For hardware counters the implementation relies on standard tools for standard operations, which is similar to the scheme followed by HPCview [8]. Hence all the hardware counter management is basically done by interfacing *perfmon* [12]. Incorporating the analysis tree described by Levinthal [13] to help end-user to navigate among counter terminology would be a nice add-on.

# 7 Methodology for Guided Optimization

As presented in the previous sections, MAQAO provides a set of static and dynamic analyses of the compiled code. We propose thereafter a methodology, helping the expert user to locate performance bottlenecks and giving hints on how to remove these bottlenecks and optimize the code. We assume expert users are willing to either modify the source code, change compiler options (possibly resorting to black belt options), modify the assembly code or give hints to an optimizing scheduler such as XLG [22].

The step by step methodology is the following:

- 1. Determine most important functions and code sections by using a standard profiling tool.
- 2. Detect assembly code patterns of known poor performance. For each pattern detected, we associate some hints concerning possible optimizations, depending on the compiler used. For instance, setf/getf high latency patterns often results from poor performance address computation in Fortran codes. Porting the code from Fortran to C solves this issue because the address computation is better handled by the Intel C compiler.

<sup>&</sup>lt;sup>1</sup>Individual times are also used to detect if the ITC register was accessed in a burst mode (several times within 40 cycles) which degrades its accuracy from 6 to 40 cycles.

Note that the database of detected patterns is evolving and can be enlarged through expertise or microbenchmarking.

- 3. Once no inefficient assembly code patterns remains, we make an assessment on how far the code is from the optimal and what is the next bottleneck. For this, we evaluate three performance values:
  - a. The static performance bounds presented in Section 5. They evaluate the density of computation and memory instructions in the code, and answer to the question 'how far is the code from optimal usage of functional units ?'. They are optimistic bounds: once reached, the code cannot be optimized further, as far as functional units are concerned.
  - b. The number of instruction issues, according to the compiler model. This information is given through annotation in the assembly code.
  - c. The results of cycle profiling.

When the three bounds match (or are in a 10% interval), there is no need to optimize further. The other cases are handled by the next steps.

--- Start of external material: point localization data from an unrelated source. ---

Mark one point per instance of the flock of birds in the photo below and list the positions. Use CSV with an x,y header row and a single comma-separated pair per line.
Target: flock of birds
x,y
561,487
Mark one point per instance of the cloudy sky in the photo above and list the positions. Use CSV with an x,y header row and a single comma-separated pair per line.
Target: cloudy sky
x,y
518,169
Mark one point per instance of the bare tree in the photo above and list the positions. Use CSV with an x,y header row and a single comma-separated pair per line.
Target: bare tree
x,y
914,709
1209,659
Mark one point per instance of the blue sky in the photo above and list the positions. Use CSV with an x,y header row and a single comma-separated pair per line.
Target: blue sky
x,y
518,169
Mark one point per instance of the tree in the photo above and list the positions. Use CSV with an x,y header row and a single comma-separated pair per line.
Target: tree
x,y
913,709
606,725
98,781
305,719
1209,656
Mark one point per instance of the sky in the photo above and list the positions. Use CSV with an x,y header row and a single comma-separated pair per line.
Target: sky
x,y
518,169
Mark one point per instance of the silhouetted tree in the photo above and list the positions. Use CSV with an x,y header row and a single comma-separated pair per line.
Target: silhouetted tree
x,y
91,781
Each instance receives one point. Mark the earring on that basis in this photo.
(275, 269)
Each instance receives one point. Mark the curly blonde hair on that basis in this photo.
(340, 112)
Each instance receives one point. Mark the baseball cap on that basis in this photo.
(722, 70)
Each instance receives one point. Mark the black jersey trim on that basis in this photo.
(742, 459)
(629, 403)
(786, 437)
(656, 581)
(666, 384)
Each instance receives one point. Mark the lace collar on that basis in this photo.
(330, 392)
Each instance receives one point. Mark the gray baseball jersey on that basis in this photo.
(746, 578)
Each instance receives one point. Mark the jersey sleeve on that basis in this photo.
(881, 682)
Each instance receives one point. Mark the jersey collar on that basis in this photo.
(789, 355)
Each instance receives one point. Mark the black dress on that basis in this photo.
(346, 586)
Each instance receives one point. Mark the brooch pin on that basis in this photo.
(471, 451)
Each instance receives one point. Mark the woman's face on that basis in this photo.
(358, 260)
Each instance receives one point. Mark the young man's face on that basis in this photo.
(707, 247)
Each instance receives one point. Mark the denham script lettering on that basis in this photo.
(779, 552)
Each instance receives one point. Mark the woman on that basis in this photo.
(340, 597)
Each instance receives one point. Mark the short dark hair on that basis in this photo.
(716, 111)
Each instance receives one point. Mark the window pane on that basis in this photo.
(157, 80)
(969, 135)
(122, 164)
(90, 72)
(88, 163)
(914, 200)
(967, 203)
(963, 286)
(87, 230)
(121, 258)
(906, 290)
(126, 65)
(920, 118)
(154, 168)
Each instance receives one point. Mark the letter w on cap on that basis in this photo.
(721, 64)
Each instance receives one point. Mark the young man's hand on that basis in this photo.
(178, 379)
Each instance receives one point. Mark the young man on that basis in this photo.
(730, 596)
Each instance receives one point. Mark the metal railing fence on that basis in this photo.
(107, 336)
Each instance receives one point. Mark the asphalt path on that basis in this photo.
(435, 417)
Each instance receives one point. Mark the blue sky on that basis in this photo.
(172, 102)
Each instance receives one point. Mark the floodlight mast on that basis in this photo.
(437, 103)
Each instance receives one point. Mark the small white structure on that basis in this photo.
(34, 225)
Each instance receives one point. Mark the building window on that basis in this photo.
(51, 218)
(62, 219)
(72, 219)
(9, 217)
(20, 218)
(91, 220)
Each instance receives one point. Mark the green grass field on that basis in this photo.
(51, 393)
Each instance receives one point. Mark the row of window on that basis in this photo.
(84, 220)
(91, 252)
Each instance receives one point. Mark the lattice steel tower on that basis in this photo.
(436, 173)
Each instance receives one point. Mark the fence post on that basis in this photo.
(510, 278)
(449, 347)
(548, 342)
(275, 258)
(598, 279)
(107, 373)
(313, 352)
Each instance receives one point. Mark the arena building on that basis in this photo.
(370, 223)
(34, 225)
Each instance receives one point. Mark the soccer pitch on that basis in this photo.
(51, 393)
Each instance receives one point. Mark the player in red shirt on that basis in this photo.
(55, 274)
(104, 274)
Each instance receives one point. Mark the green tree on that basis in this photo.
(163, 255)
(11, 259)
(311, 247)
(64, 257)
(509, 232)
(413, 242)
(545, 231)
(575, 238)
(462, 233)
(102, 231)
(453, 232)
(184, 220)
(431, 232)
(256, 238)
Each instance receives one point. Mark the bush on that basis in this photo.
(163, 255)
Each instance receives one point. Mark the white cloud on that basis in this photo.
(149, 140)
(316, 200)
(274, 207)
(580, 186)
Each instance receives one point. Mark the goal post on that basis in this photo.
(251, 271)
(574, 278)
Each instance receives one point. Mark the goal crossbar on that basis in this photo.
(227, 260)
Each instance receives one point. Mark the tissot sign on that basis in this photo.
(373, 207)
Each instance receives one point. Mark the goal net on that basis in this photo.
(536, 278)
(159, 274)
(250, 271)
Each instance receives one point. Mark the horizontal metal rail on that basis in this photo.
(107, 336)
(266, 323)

- 4. If there are any difference between bounds 3.b and 3.c, this comes from memory latencies. Comparing the results of an address value profiling (prefetches, loads and stores alike) with the memory access templates obtained from micro-benchmarking will determine the kind of bottleneck. Such a bottleneck can be a memory bank conflict, a wrong load/store queue aliases or missing or poorly parameterized prefetches. Versioning on the addresses solves the issue due to memory bank conflicts. Additionally black belt pragmas can be used to schedule differently load and stores so as to avoid aliases and they can be used to change prefetch distances. If any difference remains between bounds 3.b and 3.a, resort to classical performance counter methodology to identify the issue.
- 5. If the bounds 3.b and 3.a correspond, the compiler has an accurate performance model of the code. Detecting bubbles in the compiler static schedule hints for a higher factor of unroll. Indeed this enables better scheduling opportunities (with a jam for instance) and may remove the bubbles.

Besides, on innermost loops, MAQAO can extrapolate in terms of cycle/iteration, the complexity of the loop. This evaluation is based on the issue count and the pipeline parameters (if the loop is pipelined) Making a value profiling of the loop trip counts and building a histogram of values can determine whether (or when) other versions of the code are more appropriate. As a matter of fact a deep pipelined loop is not appropriate for small loop trip count. Versioning the code at the source level, or preventing the compiler from software pipelining, solves this issue. On the reverse, it may be beneficial to pipeline a partially unrolled loop, provided the number of iterations is high enough. Compiling with '-O3' triggers software pipeline optimization, and removing false dependences (using restrict or no-alias compiler flags) may help the compiler. Other internal limits such as basic block size can prevent the compiler from performing this optimization. In this case, resorting to an optimizing scheduler like XLG [22] is necessary.

6. Value-profile the parameters of the hot functions (building histograms). If the same values often appear, it can be worth performing some function specialization. Recompile the versioned function and evaluate its performance with MAQAO.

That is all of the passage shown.